Palmira cade sotto gli sguardi del mondo
Più o meno con cadenza odierna ci viene propinata l’immagine di qualche monumento o reperto storico
distrutto dall’esercito dell’ISIS. Ad ogni vandalismo compiuto dai fanatici seguono dichiarazioni indignate di
politici ed alti dignitari dei vari stati, servizi giornalistici inorriditi che gridano tutto lo sconforto mondiale
per la distruzione di culture millenarie, in quanto a fatti invece stiamo, nella solida tradizione occidentale, a
zero.
Prontissimi a correre con centinaia di migliaia di soldati, flotte, stormi di aerei, quando si tratta di
intervenire in difesa di posizione strategiche o deserti ricchi di greggio, si latita se bisogna intervenire per
difendere popolazioni e siti archeologici. Per quanto anti-militaristi e fautori della pace, financo
all’ipotizzare lo scioglimento di un esercito regolare, cosa già attuata in ben 27 paesi mondiali, appare
chiaro che se si mantengono forze armate bisogna anche chiedersene il motivo e rendere conto delle spese
destinate al loro mantenimento.
Forse tenere in arme milioni di soldati è necessario per soccorrere poveri migranti? Cosa che dovrebbe
essere di ben più competenza della protezione civile o comunque di agenzie di S&R. Stante l’evidente
impossibilità di qualunque possibile accordo diplomatico con lo Stato Islamico, cosa che avvenendo perfino,
anche con infinita lentezza, con le milizie talebane, l’unico sistema per porre fine alle violenze perpetrate
appare l’intervento militare.
Cosa trattenga le potenze occidentali dall’uso della forza non è in effetti chiaro, la potenza dell’ISIS è tale da
poter configurare un disastro militare? Le stime più attendibili pongono le forze dei militanti tra i 19.000 ed
i 31.000 affiliati, comprendendo anche una serie di milizie e corpi sparsi. Lo stato islamico vanta gli stessi
effettivi del corpo forestale della Sicilia insomma, ,o scenario non è fatto di montagne o foreste, ma di
deserti, Palmyra è un obiettivo ben definito dove forze ben addestrate come i costosissimi corpi d’armata
occidentali, con i milionari F-35 che il buon Renzi insiste a volere ad ogni costo, magari per volare a NYC,
impegnati solo in voli di addestramento e ricognizione, potrebbero difendere con efficacia.
Se le forze di rapido intervento continuano a restare nelle caserme tramutandosi lentamente in forze di
“mai” intervento, quello che latita è la politica.

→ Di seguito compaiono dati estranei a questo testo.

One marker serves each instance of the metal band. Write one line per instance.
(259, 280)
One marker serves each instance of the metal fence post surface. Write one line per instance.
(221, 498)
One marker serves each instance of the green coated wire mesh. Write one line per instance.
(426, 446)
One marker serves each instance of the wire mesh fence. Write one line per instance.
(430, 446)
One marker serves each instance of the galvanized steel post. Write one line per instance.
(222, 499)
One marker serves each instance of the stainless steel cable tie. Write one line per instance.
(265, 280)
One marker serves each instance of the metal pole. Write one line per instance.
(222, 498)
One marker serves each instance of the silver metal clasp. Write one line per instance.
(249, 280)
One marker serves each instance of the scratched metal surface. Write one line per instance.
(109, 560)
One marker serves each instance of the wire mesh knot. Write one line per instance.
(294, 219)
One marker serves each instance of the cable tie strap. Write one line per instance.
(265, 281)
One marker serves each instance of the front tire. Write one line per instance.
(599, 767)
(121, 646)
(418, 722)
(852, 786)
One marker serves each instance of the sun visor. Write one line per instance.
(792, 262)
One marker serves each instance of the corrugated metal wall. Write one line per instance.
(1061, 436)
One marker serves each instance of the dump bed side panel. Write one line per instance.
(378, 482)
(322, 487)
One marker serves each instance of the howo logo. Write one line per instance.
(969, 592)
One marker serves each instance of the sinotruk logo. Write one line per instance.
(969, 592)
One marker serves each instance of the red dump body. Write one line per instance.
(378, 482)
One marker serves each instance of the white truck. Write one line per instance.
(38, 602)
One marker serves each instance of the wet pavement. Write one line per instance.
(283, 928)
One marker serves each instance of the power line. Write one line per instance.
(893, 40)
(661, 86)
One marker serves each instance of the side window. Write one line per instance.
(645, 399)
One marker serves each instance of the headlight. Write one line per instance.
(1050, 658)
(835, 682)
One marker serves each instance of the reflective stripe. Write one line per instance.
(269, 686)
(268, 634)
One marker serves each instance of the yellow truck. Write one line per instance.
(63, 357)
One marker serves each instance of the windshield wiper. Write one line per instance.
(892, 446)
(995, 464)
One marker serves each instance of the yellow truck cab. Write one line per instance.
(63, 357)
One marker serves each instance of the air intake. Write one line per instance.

La frammentazione delle diplomazie europee è, come d’uso,
totale, la povera mrs. PESC Mogherini, capitata a fare qualcosa di più grande di lei, ha la stessa utilità di un
fermaporte in assenza di vento, e per il resto non si vede nessuna luce. Se Francia e Regno Unito, perfino la
Germania, hanno iniziato ad ipotizzare e studiare interventi sul campo, l’Italia ha subito tirato i remi in
barca richiamandosi a fantomatiche e risolutive azioni sotto l’egida dell’ONU, altra istituzione atta più a
riempire le pagine di Wikipedia che i contenuti mondiali. Schiavi dei sondaggi elettorali staremo ancora una
volta alla finestra guardando la storia dell’umanità cadere, statua dopo statua, testa dopo testa, con le
immagini dell’orrore che passano tra la pubblicità dei pannolini e quella dell’anti-dolorifico di turno.